The high-resolution nature of the
in vitro data that we compiled in this study allowed us to perform in-depth analyses of the DNA binding specificity of TFs, resulting in novel structural and gene regulatory insights, which would not have been possible using only the motifs reported in the literature from small-scale experiments that assay binding to only a subset of potential DNA binding sequences or from ChIP experiments. Our results suggest a number of structural studies that would be interesting to pursue to investigate distinct DNA binding specificities recognized either by an individual TF or different TF family members. For example, structural studies would aid in understanding how the bZIP protein Hac1 can bind E-boxes (typical of bHLH proteins) as well as the bZIP ATF/CREB motifs [
54]. Similarly, structural studies of Upc2 would provide insights on how it (and its close paralog Ecm22) recognize the sterol response element (SRE; TCGTATA) [
55], whereas most other members of the fungal-specific Zn
2Cys
6 family recognize CG-rich binding sites primarily comprising CGG triplet half-sites separated by degenerate spacers of varying lengths [
11]. It would also be interesting to determine how structurally distinct DBDs can recognize similar DNA sequences.
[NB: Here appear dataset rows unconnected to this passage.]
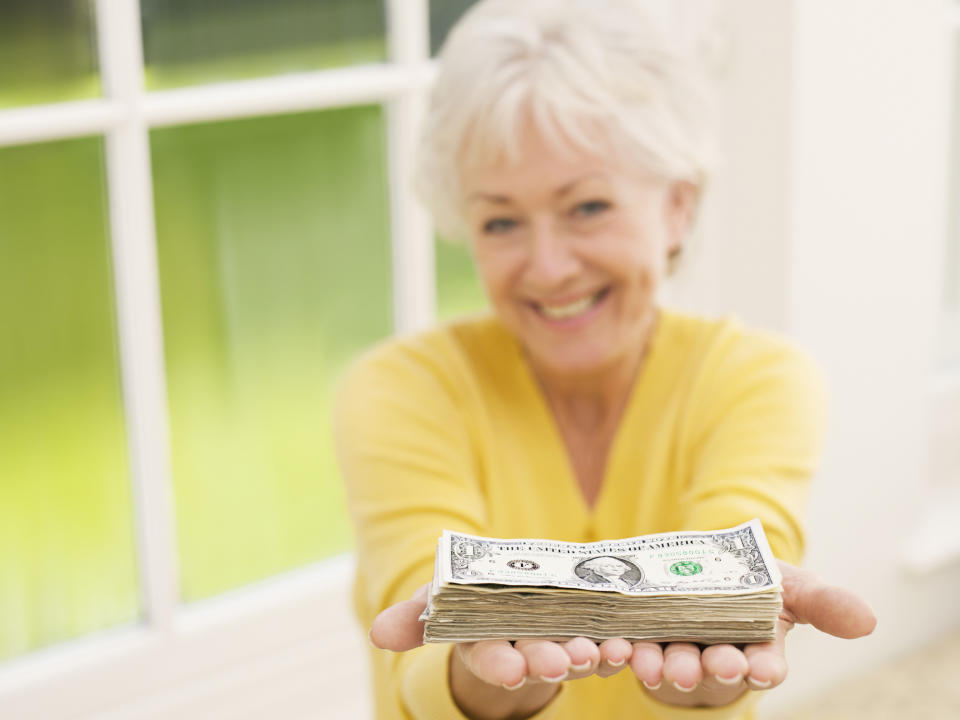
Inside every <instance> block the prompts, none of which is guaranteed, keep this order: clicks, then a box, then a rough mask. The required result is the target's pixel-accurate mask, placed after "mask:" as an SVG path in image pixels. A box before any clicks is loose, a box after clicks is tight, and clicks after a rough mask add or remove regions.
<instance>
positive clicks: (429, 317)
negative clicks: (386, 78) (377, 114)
mask: <svg viewBox="0 0 960 720" xmlns="http://www.w3.org/2000/svg"><path fill="white" fill-rule="evenodd" d="M388 19H389V44H390V57H391V60H392V62H393V63H396V64H398V65H400V66H401V67H403V68H404V69H406V71H407V72H408V73H409V74H410V77H411V78H413V79H415V80H414V82H412V83H411V85H410V86H408V87H409V88H410V89H408V90H406V91H404V92H403V93H401V94H400V95H399V96H397V97H396V98H395V99H393V100H391V101H390V102H389V103H388V104H387V143H388V158H389V160H388V162H389V187H390V227H391V233H390V236H391V242H392V249H393V299H394V314H393V317H394V330H395V331H396V332H398V333H407V332H412V331H415V330H419V329H422V328H424V327H426V326H428V325H430V324H432V323H433V321H434V319H435V318H436V289H435V288H436V282H435V278H434V275H435V268H434V252H433V229H432V226H431V222H430V219H429V217H428V216H427V214H426V212H425V211H424V210H423V208H422V207H421V206H420V205H419V203H418V202H417V201H416V199H415V198H414V196H413V192H412V189H411V186H410V185H411V177H412V174H413V156H414V151H415V149H416V145H417V141H418V137H419V130H420V121H421V118H422V117H423V111H424V107H425V103H426V92H427V91H426V89H425V88H426V85H427V84H426V83H424V82H419V81H417V79H418V78H419V76H420V75H421V74H422V75H424V76H427V75H428V74H429V73H430V72H431V69H430V67H429V58H430V45H429V37H430V32H429V31H430V27H429V26H430V14H429V11H428V7H427V0H389V4H388Z"/></svg>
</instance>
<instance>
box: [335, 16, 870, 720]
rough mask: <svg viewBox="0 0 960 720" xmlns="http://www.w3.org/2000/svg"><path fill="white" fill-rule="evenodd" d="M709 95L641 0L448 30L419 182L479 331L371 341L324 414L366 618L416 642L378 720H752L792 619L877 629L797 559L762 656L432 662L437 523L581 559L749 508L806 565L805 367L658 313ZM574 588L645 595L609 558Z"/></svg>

Vhr1 and Vhr2 contain a relatively uncharacterized DBD for which no structural data are available from any species; it is not yet even known which amino acid residues in the Vhr1 DBD contact DNA. Our PBM data indicate many similarities in DNA binding specificity between the VHR class and members of the well-characterized bZIP family. Finally, the
in vivo utilization of primary and secondary motifs for distinct biological functions by Sko1 suggests a novel gene regulatory mechanism, namely, the potential for different functions to be divided among distinct DNA binding sites in the genome for a particular TF. The extent of functionally distinct primary and secondary TF motifs would be interesting to investigate in higher eukaryotes in future studies.
In summary, this study expands our understanding of redundancy and divergence among TF family members from a structural standpoint and in terms of their regulatory functions. Moreover, this study brings us closer to, and outlines a set of priorities for, the complete characterization of TF-DNA interaction specificities in S. cerevisiae. The data presented here will be a valuable resource for further studies of transcriptional regulatory networks, and also for further investigations of protein-DNA recognition rules within different TF families. Such efforts in S. cerevisiae serve as a template for similar work aimed at cataloguing and completely characterizing TF DNA binding specificity in higher eukaryotic model organisms and in human. Ultimately, a complete compendium of human TF-DNA interaction specificity will involve cell- and tissue-specific, as well as disease-specific, interaction data that will provide invaluable details towards our understanding of development and disease.